Simply put, you model a system with unrealistic assumptions that cannot be matched by a real world system. The math seems reasonable, but this cannot be applied to a real world system until you take into account losses and the battery effects.

Could you please comment? I'm not trying to knock this down, I'm trying to understand what I may have missed.

However, after I do take this into consideration, it just going to give me different results.

This is like saying "My model of a ball bouncing in a bounded box shows that the ball will bounce forever! Once I take friction and gravity into account, it is just going to give me different results." You have to be realistic with your assumptions, otherwise you can draw unrealistic and nonsensical conclusions from the data.

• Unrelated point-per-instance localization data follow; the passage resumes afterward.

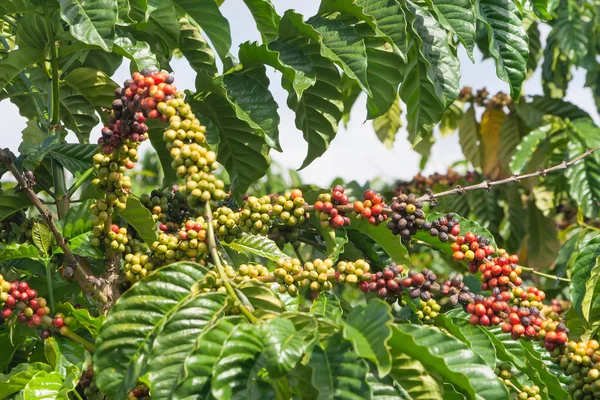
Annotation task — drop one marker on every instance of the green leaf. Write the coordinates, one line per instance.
(424, 103)
(241, 151)
(42, 237)
(177, 339)
(207, 14)
(388, 124)
(458, 17)
(507, 41)
(297, 68)
(392, 245)
(569, 31)
(283, 346)
(93, 84)
(474, 336)
(412, 376)
(74, 157)
(261, 297)
(543, 244)
(198, 365)
(368, 327)
(338, 372)
(337, 42)
(384, 74)
(135, 321)
(235, 375)
(585, 265)
(584, 179)
(328, 305)
(17, 61)
(43, 386)
(138, 52)
(320, 108)
(140, 218)
(195, 49)
(91, 21)
(266, 17)
(257, 245)
(528, 146)
(13, 251)
(20, 376)
(449, 357)
(78, 114)
(444, 67)
(468, 136)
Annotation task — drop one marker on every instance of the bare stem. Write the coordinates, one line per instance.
(217, 260)
(82, 273)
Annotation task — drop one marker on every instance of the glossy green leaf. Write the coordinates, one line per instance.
(328, 305)
(286, 57)
(388, 124)
(584, 179)
(235, 375)
(585, 265)
(392, 245)
(444, 67)
(412, 376)
(93, 84)
(338, 372)
(528, 145)
(319, 110)
(468, 136)
(458, 17)
(140, 218)
(177, 341)
(337, 42)
(91, 21)
(261, 297)
(241, 150)
(207, 14)
(266, 17)
(451, 358)
(368, 327)
(17, 61)
(507, 41)
(197, 373)
(135, 321)
(258, 245)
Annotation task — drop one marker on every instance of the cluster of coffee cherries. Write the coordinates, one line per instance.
(473, 249)
(289, 208)
(371, 208)
(407, 216)
(581, 360)
(443, 227)
(326, 211)
(17, 298)
(225, 224)
(168, 206)
(255, 215)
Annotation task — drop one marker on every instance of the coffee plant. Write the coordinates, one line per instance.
(222, 280)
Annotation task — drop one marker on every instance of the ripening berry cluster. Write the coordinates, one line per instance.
(371, 208)
(407, 216)
(17, 298)
(326, 211)
(289, 208)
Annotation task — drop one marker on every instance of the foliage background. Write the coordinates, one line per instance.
(355, 142)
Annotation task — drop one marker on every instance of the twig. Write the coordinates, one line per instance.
(217, 260)
(81, 273)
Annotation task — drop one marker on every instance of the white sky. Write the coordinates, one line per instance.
(356, 153)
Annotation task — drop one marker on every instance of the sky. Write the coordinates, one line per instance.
(355, 153)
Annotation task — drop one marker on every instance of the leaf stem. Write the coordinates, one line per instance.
(77, 184)
(217, 260)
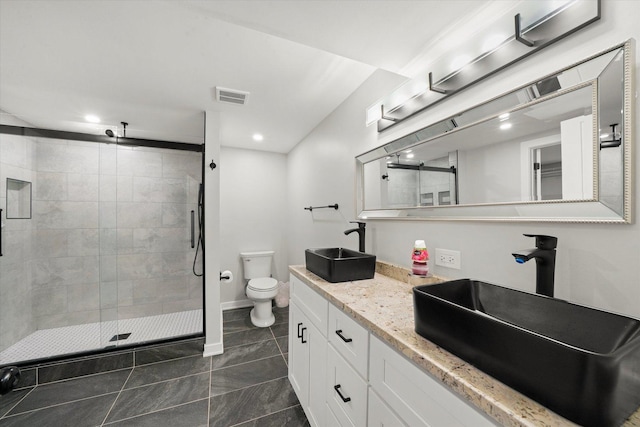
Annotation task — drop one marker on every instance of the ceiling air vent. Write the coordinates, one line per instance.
(231, 95)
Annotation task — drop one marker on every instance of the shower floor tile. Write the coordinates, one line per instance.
(246, 386)
(92, 336)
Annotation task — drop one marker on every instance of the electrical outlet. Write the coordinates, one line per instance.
(448, 258)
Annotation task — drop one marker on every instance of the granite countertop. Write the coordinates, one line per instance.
(384, 305)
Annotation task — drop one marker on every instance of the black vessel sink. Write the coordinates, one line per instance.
(581, 363)
(340, 264)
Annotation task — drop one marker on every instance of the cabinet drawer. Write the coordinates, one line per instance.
(346, 391)
(314, 306)
(350, 339)
(422, 400)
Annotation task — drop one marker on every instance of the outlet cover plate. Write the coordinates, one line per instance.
(448, 258)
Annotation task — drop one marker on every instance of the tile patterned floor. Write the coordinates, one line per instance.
(91, 336)
(173, 385)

You should put your data sources "power_supply_san_diego" and "power_demand_commercial_building" on GitHub so that people can actually run your program. Based on line 80, "power_supply = circshift(power_supply,4380);", it looks like you're simulation's time step is only an hour. After line 117, you'd want something like "energy_stored(i) = energy_stored(i-1)*EnergyLossOverAnHourAtThisSOC(energy_stored(i));", and you'll want to throw in a function that gives you the energy loss. That said, this still doesn't take into account the cycling and DOD effects on the battery, which absolutely CANNOT be dismissed, because it has a non-trivial effect on the battery's max SOC over time. You also work in total stored energy, not SOC (multiplied by the rated battery max capacity), which makes this whole thing... weird.

I'm not saying this is bad work. This is a great start. I think if you include battery aging effects (which you could learn about here as a start) and the PV ratings, this could be some great and novel work. Keep up it up. Don't let any of my words or anyone else's discourage you.

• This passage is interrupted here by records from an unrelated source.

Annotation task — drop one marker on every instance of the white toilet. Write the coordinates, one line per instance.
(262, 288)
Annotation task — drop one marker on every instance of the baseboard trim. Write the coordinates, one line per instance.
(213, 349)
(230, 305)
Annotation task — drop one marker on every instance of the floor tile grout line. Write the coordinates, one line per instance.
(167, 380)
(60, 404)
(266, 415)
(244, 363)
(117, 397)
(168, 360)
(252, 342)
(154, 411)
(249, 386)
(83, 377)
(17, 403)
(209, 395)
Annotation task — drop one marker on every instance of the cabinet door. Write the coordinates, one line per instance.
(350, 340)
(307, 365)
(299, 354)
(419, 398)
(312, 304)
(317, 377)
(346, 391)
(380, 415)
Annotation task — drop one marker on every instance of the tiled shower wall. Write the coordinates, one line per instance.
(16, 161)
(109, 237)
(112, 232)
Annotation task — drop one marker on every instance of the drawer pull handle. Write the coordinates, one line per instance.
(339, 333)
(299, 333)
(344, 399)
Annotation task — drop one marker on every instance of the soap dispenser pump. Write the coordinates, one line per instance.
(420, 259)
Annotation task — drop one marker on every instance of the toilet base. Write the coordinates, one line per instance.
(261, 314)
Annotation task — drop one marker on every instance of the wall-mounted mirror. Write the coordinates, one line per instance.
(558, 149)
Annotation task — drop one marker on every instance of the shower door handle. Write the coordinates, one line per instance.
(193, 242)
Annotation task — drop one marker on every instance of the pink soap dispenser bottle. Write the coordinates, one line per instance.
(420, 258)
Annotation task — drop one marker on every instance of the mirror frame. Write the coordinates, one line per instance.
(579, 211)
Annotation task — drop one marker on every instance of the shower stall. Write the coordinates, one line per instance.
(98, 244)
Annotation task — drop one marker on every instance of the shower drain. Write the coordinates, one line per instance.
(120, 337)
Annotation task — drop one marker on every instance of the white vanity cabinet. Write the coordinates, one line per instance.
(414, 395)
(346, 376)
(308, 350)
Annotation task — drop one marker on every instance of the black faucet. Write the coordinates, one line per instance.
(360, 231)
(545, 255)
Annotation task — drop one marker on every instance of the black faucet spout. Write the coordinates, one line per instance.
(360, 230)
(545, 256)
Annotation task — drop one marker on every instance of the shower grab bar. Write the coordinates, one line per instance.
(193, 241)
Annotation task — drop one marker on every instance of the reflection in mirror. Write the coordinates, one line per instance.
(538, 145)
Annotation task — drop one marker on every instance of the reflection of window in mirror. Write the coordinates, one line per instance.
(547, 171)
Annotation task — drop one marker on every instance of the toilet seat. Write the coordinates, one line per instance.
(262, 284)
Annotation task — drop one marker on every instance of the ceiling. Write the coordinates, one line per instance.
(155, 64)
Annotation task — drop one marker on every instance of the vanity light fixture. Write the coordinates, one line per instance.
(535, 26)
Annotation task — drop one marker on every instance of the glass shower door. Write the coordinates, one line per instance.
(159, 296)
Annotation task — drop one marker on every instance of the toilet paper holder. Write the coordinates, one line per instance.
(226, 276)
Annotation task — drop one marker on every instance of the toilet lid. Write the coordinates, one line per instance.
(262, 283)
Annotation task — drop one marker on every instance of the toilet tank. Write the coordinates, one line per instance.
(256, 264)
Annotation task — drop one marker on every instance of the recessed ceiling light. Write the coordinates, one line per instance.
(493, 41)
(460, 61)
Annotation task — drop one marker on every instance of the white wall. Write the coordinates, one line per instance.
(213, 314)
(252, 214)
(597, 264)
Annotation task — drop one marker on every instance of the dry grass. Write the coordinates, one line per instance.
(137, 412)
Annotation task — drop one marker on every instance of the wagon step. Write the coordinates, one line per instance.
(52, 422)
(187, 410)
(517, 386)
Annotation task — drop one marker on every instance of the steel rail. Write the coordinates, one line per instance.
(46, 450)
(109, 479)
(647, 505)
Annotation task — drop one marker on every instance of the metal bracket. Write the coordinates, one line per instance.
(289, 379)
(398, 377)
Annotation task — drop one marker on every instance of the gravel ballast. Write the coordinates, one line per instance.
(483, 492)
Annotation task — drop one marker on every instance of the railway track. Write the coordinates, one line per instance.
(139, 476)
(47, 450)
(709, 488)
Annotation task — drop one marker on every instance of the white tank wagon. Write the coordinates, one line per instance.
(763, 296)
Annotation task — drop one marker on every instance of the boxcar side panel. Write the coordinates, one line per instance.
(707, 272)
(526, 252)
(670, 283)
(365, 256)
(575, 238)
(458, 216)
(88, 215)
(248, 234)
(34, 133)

The power data is on GitHub. It's the file called example_power_data.mat.

Oops! I simply missed that, sorry.

... if I include air resistance (time-varying leakage), it is going to give me different results.

Good analogy. My point is simply that you draw a conclusion (the optimal curve) from your "ideal" model, but that that shape (the curve) may not even exist when time-varying leakage is taken into account. For example, the curve could change over time, which would be quite interesting to see. As such, your results may be a different paradigm entirely, and not just "different". I think I'm just trying to say that "different results" is not a strong enough term, that's all :).

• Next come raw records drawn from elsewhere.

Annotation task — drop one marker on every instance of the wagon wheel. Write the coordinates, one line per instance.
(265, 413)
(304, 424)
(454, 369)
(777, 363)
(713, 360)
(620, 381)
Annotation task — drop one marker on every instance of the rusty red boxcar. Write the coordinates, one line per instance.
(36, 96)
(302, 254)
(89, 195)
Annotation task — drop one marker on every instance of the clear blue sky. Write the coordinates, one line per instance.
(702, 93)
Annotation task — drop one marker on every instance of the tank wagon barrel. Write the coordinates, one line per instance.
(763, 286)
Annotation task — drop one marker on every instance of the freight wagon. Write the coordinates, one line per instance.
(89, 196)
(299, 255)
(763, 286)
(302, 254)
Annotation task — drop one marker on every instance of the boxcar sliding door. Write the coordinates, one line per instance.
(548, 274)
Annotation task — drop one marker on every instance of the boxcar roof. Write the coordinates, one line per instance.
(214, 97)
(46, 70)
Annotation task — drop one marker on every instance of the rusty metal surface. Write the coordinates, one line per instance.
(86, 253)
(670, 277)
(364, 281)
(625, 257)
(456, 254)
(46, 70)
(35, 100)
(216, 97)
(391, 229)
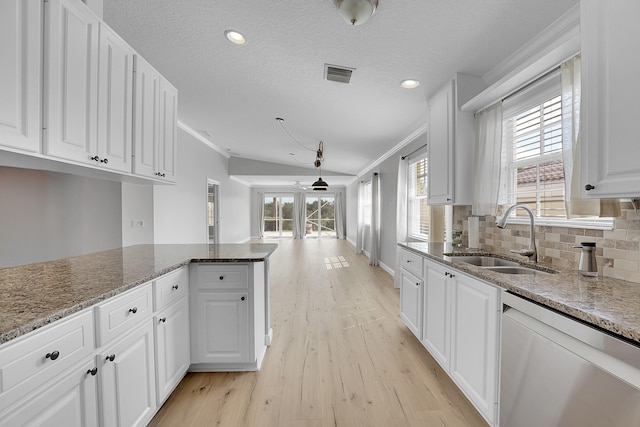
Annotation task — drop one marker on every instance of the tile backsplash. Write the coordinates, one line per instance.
(617, 250)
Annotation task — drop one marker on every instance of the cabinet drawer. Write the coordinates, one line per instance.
(411, 262)
(123, 313)
(170, 287)
(216, 276)
(44, 353)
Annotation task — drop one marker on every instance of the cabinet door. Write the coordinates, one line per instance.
(146, 116)
(20, 66)
(474, 342)
(221, 328)
(69, 400)
(168, 131)
(437, 323)
(610, 107)
(172, 347)
(411, 302)
(115, 95)
(128, 381)
(71, 76)
(441, 146)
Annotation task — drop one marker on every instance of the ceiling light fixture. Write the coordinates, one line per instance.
(410, 84)
(235, 37)
(356, 12)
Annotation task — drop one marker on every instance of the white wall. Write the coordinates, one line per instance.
(180, 210)
(137, 206)
(388, 174)
(49, 215)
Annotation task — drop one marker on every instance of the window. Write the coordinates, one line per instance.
(366, 203)
(532, 150)
(418, 209)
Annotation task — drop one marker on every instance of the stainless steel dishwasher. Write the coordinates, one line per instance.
(557, 371)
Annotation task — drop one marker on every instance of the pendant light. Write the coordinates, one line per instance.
(356, 12)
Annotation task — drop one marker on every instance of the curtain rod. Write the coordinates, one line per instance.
(407, 155)
(533, 82)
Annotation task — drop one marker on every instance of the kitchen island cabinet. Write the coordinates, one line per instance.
(113, 342)
(227, 316)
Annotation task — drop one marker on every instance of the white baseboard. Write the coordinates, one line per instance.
(389, 270)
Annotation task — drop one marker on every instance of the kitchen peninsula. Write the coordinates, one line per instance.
(118, 329)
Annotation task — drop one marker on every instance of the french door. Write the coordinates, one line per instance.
(321, 218)
(278, 215)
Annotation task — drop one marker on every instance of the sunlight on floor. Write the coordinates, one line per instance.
(335, 262)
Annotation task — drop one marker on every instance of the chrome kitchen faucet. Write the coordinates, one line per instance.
(532, 252)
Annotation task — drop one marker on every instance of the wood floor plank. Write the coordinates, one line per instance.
(341, 356)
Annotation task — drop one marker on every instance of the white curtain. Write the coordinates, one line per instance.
(401, 214)
(374, 252)
(360, 233)
(486, 168)
(299, 215)
(260, 215)
(571, 76)
(340, 218)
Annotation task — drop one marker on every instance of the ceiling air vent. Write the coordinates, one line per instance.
(338, 74)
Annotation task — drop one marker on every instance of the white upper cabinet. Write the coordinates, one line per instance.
(610, 107)
(155, 123)
(115, 101)
(20, 68)
(451, 142)
(71, 81)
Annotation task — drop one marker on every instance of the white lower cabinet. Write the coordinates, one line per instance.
(460, 324)
(411, 302)
(172, 347)
(127, 379)
(227, 309)
(437, 313)
(70, 400)
(474, 342)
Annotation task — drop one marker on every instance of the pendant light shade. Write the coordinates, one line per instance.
(319, 185)
(356, 12)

To be clear, I'm not intending to be hostile at all. I'm intrigued by your work, and wouldn't be critical of it if it wasn't worth the time. I can't go into details because of an NDA, but for the last few months I've been programming in MATLAB on work related to energy storage systems. I'll probably play with your code tonight or this weekend and see what happens when some simplified PV and battery aging effects are implemented just for fun :).

I think you're right. It would look something like that, and because the ends don't really change much at the extremes, there will still be an inflection point worth studying.

Nobody is going to buy a stand-alone renewable + ESS system if they don't intend to use it until end of life. I think that your curve will change significantly over time (especially over the years), and that that "optimal" inflection point therefore changes with it. With some further math, one could optimize the system financially as it evolves through time to find the best system mix.

Basically, you've neatly demonstrated a method of handling two dimensions. It just gets much more interesting and produces useful results when you introduce the third dimension (time) and the associated effects (e.g. battery aging). That could be some novel work.

Again, not arguing with you. I really want to see the results of the introduction of time and how that changes the curve :).

Any time someone does some work, we just jump all over it as if there is no value because it isn't perfect.

Are you talking about me? Did I give the impression that I thought it had no value? Really, I'm genuinely asking. I only meant for there to be an amicable back and forth. I like the work, I think it has value, I think it points in an interesting direction, and I'd love to see the work furthered. I guess I just don't understand the intent of your comment :/.